You know, whenever we see reports of people going nuts and gunning down government officials (not cops or state troopers, just ordinary workers), we are justifiably appalled.
Should we be? Try looking at these two little examples of governmental overreach. In Connecticut:
A Connecticut selectwoman alleged on Facebook that she and her husband are facing a fine of $1,000 for violating the state’s coronavirus travel restrictions. Amy St. Onge (R), first selectwoman of Thompson, posted to Facebook that, on Labor Day, she and her husband Jason left home to visit their son Caleb, who is training at the Air Force base in Altus, Oklahoma, and preparing for his first deployment.
Upon the parents’ return, St. Onge said she received an email from the State of Connecticut informing her that she and her husband had violated Gov. Ned Lamont’s executive orders regarding travel during the coronavirus pandemic.
Here’s the thing: somebody in government was either monitoring their Faecesbook account, or else responded to a fink’s complaint. Either way, the response was uncalled-for and excessive. (Connecticut is facing a massive budget surplus. Just sayin’.)
Shawn Marshall Myers from Maryland threw two parties at his own home that violated the governor’s social distancing executive order and now he’s going to spend a full year behind bars.
They were at his own home and they were outdoor bonfire parties.

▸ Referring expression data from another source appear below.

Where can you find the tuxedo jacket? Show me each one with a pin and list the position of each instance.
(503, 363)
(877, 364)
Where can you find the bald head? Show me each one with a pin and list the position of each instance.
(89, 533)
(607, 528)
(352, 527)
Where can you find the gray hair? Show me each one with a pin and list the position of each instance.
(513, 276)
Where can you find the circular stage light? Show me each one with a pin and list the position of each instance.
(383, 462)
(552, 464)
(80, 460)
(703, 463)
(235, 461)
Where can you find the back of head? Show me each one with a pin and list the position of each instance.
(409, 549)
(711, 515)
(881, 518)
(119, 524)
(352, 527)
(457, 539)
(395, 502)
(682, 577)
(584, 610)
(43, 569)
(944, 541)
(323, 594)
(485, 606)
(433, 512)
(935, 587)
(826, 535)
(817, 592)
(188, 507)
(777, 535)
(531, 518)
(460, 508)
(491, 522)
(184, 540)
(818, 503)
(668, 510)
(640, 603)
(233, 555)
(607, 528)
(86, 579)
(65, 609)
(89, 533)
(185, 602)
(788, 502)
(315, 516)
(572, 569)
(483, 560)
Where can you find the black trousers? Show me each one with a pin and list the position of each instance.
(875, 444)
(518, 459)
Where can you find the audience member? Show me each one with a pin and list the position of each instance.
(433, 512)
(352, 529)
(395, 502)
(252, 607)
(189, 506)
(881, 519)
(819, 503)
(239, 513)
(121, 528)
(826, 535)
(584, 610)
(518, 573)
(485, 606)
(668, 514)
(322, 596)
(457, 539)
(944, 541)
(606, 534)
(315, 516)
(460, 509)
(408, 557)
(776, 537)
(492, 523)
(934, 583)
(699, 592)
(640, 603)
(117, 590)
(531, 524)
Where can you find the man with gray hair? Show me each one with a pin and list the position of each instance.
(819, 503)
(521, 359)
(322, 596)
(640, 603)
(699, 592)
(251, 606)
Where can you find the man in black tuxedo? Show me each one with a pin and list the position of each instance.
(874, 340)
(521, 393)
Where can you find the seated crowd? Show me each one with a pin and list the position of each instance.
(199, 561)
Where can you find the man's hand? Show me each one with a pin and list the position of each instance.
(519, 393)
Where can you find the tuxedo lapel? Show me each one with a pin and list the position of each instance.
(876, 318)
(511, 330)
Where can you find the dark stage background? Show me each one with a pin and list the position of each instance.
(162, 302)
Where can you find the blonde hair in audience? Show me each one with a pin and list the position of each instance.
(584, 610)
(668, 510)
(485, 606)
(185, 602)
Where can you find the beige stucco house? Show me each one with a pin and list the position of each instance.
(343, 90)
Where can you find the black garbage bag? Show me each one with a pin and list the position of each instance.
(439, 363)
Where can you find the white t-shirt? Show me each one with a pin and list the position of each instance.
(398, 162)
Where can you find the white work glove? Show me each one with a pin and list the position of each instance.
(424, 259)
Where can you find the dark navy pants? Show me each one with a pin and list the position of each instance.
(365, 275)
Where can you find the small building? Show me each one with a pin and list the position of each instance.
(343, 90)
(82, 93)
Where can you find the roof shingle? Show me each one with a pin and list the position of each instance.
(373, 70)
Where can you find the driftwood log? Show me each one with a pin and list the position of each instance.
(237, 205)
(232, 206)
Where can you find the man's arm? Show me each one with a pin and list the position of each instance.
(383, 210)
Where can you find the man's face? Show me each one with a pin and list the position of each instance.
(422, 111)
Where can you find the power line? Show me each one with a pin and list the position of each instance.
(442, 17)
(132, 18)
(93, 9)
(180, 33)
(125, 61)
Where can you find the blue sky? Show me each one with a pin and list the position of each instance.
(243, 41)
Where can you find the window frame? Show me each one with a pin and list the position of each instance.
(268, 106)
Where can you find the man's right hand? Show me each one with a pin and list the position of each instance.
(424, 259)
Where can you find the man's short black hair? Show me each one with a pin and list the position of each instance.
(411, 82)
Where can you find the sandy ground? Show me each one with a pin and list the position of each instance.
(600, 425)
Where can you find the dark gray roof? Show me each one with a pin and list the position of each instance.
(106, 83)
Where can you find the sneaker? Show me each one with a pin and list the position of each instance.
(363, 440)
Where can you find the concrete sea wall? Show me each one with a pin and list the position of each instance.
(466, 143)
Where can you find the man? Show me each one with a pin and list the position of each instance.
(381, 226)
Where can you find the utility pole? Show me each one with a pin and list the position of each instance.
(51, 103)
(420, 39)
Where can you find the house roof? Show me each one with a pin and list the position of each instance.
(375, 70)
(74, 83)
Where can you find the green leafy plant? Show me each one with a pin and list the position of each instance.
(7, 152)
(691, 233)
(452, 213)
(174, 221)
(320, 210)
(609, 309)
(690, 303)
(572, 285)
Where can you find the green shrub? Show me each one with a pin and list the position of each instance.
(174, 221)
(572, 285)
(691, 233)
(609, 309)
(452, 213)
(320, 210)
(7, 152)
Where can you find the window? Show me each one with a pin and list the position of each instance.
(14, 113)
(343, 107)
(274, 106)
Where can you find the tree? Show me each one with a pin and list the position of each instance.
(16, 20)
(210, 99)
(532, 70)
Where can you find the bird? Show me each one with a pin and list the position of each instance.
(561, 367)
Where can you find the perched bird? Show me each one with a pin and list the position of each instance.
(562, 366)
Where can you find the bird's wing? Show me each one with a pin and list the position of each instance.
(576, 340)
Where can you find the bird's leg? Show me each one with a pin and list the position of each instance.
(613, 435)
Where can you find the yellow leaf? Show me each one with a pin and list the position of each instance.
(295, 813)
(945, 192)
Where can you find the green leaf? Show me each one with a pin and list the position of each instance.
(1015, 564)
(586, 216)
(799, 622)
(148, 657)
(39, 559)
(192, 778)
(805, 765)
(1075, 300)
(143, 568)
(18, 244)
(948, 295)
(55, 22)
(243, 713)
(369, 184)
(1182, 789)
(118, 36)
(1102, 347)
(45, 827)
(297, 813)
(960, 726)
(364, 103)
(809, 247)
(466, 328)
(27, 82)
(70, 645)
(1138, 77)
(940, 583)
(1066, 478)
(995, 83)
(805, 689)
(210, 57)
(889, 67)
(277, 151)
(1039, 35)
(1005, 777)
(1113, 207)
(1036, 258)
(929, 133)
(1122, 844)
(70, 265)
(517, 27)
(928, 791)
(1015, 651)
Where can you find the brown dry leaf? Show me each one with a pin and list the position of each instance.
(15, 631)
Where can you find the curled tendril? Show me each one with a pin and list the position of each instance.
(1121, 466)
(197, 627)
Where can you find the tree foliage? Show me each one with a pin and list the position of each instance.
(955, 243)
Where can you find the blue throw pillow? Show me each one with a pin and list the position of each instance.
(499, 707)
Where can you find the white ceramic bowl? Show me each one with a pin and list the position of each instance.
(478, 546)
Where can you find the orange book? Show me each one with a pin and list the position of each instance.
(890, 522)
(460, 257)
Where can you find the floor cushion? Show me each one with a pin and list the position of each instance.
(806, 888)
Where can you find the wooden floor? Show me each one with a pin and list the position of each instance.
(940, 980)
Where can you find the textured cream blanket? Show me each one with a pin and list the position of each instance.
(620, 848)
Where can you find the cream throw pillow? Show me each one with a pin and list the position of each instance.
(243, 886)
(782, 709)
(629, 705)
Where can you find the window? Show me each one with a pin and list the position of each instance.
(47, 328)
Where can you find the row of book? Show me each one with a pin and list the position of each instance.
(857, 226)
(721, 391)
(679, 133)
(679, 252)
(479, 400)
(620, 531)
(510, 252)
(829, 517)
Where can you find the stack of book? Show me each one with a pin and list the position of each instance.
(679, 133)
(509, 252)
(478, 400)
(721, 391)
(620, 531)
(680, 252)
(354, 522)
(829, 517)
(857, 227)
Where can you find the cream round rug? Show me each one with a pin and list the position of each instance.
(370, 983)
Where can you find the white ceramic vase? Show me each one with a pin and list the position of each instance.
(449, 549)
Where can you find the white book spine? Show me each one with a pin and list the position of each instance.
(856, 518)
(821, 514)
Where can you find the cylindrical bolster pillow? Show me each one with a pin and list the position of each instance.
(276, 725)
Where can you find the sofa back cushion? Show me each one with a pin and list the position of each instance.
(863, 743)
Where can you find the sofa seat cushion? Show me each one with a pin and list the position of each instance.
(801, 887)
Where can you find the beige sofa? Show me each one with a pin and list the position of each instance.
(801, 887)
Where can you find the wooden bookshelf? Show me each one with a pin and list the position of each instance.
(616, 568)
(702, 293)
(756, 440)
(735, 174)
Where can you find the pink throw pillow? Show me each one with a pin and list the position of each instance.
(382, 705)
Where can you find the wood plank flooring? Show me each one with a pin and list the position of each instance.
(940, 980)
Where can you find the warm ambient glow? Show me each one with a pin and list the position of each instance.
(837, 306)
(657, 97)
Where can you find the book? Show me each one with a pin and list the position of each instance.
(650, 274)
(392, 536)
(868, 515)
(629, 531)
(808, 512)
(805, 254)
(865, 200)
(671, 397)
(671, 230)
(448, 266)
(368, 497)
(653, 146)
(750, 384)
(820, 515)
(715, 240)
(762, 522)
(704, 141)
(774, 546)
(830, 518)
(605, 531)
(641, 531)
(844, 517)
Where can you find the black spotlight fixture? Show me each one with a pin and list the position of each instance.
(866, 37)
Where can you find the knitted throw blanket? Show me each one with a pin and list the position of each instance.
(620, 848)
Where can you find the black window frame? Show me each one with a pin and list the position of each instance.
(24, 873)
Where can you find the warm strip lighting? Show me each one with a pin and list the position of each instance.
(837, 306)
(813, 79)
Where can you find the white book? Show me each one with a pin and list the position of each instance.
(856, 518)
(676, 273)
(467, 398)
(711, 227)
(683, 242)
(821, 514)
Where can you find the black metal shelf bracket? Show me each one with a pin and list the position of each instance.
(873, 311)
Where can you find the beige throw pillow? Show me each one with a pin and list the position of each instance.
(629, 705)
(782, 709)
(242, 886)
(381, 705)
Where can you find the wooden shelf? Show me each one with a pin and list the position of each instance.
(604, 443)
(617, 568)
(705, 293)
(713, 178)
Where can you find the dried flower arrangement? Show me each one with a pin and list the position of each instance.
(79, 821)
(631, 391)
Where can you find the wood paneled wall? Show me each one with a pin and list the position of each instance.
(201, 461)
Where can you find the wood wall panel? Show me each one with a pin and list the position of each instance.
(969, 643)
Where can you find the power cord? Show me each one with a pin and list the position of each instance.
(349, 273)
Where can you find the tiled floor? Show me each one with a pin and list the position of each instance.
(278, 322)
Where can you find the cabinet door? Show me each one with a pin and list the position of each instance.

He threw one and the cops showed up and convinced him to break it up. He threw another less than a week later and he refused to tell his guests to leave when the cops arrived and told him to do so. He said he had the right to have a party at his house and told his guests not to leave.
And now he’s going to prison for a year.
Note, in the latter case, the following:
“He was given a warning,” Charles County State’s Attorney Tony Covington said. “It’s not like the police just swooped in there and said you’re going to jail. They gave him a warning.”
Yeah, that makes it all hunky-dory, of course. You fucking little totalitarian cocksucker.